A maioria dos atores nos sistemas econômicos e políticos modernos são organizações formais e as instituições legais e burocráticas ocupam um importante papel no contexto contemporâneo (MARCH; OLSEN, 2008).

Várias abordagens tentam explicar o fenômeno das grandes corporações modernas, assim como a sua relação com o mercado de capitais. A abordagem econômico-financeira parece ter papel de destaque em termos de volume de pesquisas e orientações para o mercado. Essa perspectiva conservadora dominou o cenário moderno e mostrou-se eficaz por anos, dando suporte aos elementos de controle e estratégia das organizações. Contudo, os escândalos de fraude e corrupção envolvendo grandes corporações norte-americanas, nos anos 2000, afetaram a credibilidade das organizações e do mercado, apontando para mudanças necessárias na governança corporativa (ROSSONI; MACHADO-DA-SILVA, 2010).

Diante da crise de legitimidade que tais escândalos geraram no mercado, estudiosos das organizações buscaram compreender o fenômeno da governança corporativa sob diferentes lógicas, entre elas a institucional. Nessa perspectiva, práticas organizacionais são ações sociais recorrentes, que constroem e reconstroem a organização, entre as quais estão as práticas de governança corporativa, na concepção de Blair (2005):

Todo um conjunto de meios jurídicos, culturais e arranjos institucionais que determina o que as empresas de capital aberto podem fazer, quem pode controlá-las, como o seu controle é exercido, e como os riscos e retornos das atividades das quais são responsáveis são alocados (BLAIR, 2005).

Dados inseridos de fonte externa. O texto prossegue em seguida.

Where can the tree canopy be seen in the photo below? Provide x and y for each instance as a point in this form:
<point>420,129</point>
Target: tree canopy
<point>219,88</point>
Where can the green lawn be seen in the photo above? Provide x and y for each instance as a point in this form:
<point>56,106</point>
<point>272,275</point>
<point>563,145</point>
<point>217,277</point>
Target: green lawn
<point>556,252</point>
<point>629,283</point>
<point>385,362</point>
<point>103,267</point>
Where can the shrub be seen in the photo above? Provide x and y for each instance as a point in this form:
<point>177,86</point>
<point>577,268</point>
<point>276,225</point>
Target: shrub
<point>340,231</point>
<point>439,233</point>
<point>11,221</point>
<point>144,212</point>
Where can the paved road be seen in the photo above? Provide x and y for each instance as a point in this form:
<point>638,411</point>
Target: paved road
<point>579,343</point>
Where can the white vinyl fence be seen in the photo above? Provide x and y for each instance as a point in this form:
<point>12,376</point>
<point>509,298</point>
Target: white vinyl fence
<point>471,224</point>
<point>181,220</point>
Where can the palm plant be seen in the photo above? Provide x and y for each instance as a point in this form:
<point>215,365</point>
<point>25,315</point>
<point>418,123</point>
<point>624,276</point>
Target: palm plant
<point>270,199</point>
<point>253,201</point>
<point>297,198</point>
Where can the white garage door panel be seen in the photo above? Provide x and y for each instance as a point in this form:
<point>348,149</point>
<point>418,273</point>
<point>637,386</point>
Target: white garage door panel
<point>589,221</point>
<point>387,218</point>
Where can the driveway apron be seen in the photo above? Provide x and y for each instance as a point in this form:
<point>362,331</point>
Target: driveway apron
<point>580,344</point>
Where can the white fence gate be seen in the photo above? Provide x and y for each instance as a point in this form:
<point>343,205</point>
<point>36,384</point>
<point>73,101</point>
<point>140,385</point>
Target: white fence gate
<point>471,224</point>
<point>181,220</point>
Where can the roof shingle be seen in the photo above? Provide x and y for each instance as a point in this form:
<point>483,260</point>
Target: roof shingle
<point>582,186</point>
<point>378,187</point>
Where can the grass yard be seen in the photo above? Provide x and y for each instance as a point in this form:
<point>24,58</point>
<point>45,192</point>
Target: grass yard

Tais práticas envolvem a esfera institucional das organizações, seus aspectos normativos e estratégicos, como o relacionamento com os stakeholders. A governança corporativa, do ponto de vista institucional, possui um papel legitimador frente à sociedade, base de sustentação da nova institucionalidade (ROSSONI; MACHADO-DA-SILVA, 2010).

O cruzamento da esfera da governança corporativa com a teoria das organizações, segundo Blair (2005), decorre da concepção analítica dos atores que operam no contexto das organizações, em busca de alinhamento dos seus objetivos e na administração de interesses conflitantes, sob um controle mais realista do “moral hazard” (risco moral) que resulta em mudanças de paradigma (BLAIR, 2005). Ao incorporar uma dimensão mais humana, como definida por Steinberg (2003), a governança corporativa abandona o individualismo puro da teoria neoclássica para buscar o equilíbrio de forças e o resgate dos valores das instituições.